The 18th World Congress of Jewish Studies

Destroying Israel: Necessary Destruction in Post-Zionist Contemporary Writing

A preoccupation in contemporary Israeli and Jewish American fiction with the destruction of the state of Israel must be understood against the background of a post-Zionist discourse that predicts imminent disaster, but also in the context of post-apocalyptic scenarios after 9/11. The collapse of the Word Trade Center in 2001 now stands in a series of catastrophes going back to the destruction of the Temple in Jerusalem.
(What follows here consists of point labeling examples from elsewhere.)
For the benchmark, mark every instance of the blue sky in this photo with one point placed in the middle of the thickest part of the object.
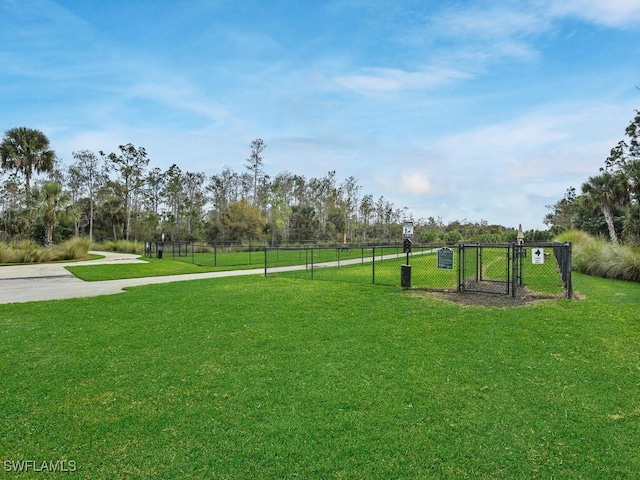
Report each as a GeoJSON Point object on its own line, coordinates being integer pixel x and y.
{"type": "Point", "coordinates": [476, 110]}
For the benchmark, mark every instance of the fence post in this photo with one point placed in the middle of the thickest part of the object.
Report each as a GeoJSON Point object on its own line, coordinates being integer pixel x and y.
{"type": "Point", "coordinates": [460, 267]}
{"type": "Point", "coordinates": [373, 265]}
{"type": "Point", "coordinates": [568, 266]}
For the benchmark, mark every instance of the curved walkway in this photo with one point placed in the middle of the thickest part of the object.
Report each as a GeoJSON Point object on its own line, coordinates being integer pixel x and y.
{"type": "Point", "coordinates": [52, 281]}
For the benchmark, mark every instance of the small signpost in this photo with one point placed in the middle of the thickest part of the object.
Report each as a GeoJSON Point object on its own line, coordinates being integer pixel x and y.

Added to the situation of permanent disaster is the imagined end of the Jewish people after the upsurge of politically correct anti-Semitism in the early twenty-first century (Jacobson’s J). Counter-factual and alternative histories (Semel’s Isra Isle, Chabon’s The Yiddish Policemen’s Union, and Foer’s Here I Am) project fears that things can only get worse and that the post-Zionist prophecy of the destruction of Israel will inevitably be realized. Although hardly representative of broad Jewish American support of a Jewish state, Michael Chabon, Josh Cohen, and Samuel Levinson write from the premise that Jews in America are no safer than under rocket fire in Israel. In these novels, moreover, we see the interaction of love and politics on national and individual levels projecting disaffiliation and exilic nomadism.